The Democrats describe their proposal differently: "new revenue would come from increasing taxes on profitable corporations and increasing the top tax rate for households making over $250,000 per year. . . . The plan has several components, including increasing the state’s corporate minimum to $100, up from its current level of $10. A second change to the corporate minimum would apply only to C-Corps which earn gross receipts over $500,000. Those corporations would pay an additional marginal rate of 0.15% up to a cap of $60,000. For those companies paying more than the corporate minimum, the bill retains the 6.6% tax on the first $250,000 of net income. But it raises the rate to 8.2% on net income over $250,000."

Pick your details, and discuss.

40 years of the sound of Jefferson

The state of Jefferson - that area taking in part of southwest Oregon and California north of Redding - may be more a state of mind than it is anything else. But there is a media presence. At least one California weekly proclaims itself the newspaper of Jefferson.

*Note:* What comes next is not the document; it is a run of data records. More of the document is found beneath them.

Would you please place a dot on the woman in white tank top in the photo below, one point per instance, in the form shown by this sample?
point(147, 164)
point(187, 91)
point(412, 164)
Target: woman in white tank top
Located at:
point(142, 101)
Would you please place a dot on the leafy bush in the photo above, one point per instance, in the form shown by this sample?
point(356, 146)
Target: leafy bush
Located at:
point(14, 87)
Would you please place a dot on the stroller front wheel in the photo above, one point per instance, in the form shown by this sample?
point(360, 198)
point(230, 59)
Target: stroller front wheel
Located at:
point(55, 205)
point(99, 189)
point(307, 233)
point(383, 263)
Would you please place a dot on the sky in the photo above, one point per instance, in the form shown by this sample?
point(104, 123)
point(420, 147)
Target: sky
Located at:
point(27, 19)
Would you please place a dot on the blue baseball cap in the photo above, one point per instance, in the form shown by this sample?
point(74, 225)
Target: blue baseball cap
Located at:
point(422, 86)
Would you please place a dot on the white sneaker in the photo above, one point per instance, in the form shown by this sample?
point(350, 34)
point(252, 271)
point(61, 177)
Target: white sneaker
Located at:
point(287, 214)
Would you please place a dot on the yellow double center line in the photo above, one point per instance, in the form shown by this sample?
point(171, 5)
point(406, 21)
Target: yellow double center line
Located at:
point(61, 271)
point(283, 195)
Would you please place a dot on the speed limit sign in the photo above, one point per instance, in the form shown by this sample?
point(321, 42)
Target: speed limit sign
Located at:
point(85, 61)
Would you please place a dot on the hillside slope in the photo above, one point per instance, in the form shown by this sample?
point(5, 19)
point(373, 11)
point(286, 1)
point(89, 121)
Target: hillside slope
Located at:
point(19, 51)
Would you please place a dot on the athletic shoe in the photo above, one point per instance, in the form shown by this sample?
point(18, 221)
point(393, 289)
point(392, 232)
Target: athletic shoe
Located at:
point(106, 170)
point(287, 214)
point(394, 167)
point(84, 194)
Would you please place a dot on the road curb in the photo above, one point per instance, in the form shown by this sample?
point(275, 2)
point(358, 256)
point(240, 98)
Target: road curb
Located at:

And there's Jefferson Public Radio, now celebrating its 40th anniversary. A fine piece today in the Medford Mail Tribune runs through its history.

Based at Southern Oregon University at Ashland (at the FM station KSOR), JPR has helped keep that southern region a region apart from the rest of Oregon (the rest of which is served by Oregon Public Broadcasting). It does something else too in this time of large-scale broadcasting: It brings a genuinely local flavor to radio in the area.

You can celebrate too: Give 'em a listen.

An education lobby crackup

Here's a column out of Tacoma that some of the Salem budget-setters, and influencers upon budget-setters, might want to read. It could suggest where Oregon's education community may find itself a few months hence- not far from where Washington's does now.

A key quote: "To be specific, the Washington Education Association has decided it’s no longer friends with groups that have long been in its political clique. That includes the Washington State PTA, the union that represents school staffers, the League of Education Voters, the Children’s Alliance, Democratic Gov. Chris Gregoire and Democrats in the state House and Senate."

Oregon's situation is no less severe than Washington's was. Could be that Oregon is a little less rigorous in unwillingness to go the tax route, but there's little doubt significant cuts are coming. As in Washington.

So, taxes in Oregon?

They wouldn't do it in Idaho - no surprise there.

They wouldn't do it in Washington either, which did take some people by surprise.

Now - will the Oregon Legislature raise taxes to cop with their state's huge revenue shortfall?

The exact situation will come into focus this week, when the May revenue estimate is delivered - the last major one this session is likely to get. Big cuts are almost certainly going to happen in any event. But will taxes, in some form or other, be raised to fill the gaps?

There doesn't seem to be much affirmative discussion of the idea at Salem, at least publicly. The Eugene Register-Guard's piece today on the matter may provide some clarity: "No detailed tax package has emerged so far this session, but behind-the-scenes discussions suggest that the Democratic majority in Salem wants to concentrate its pursuit of higher taxes on wealthy Oregonians and profitable corporations."

Consider that maybe an early indicator.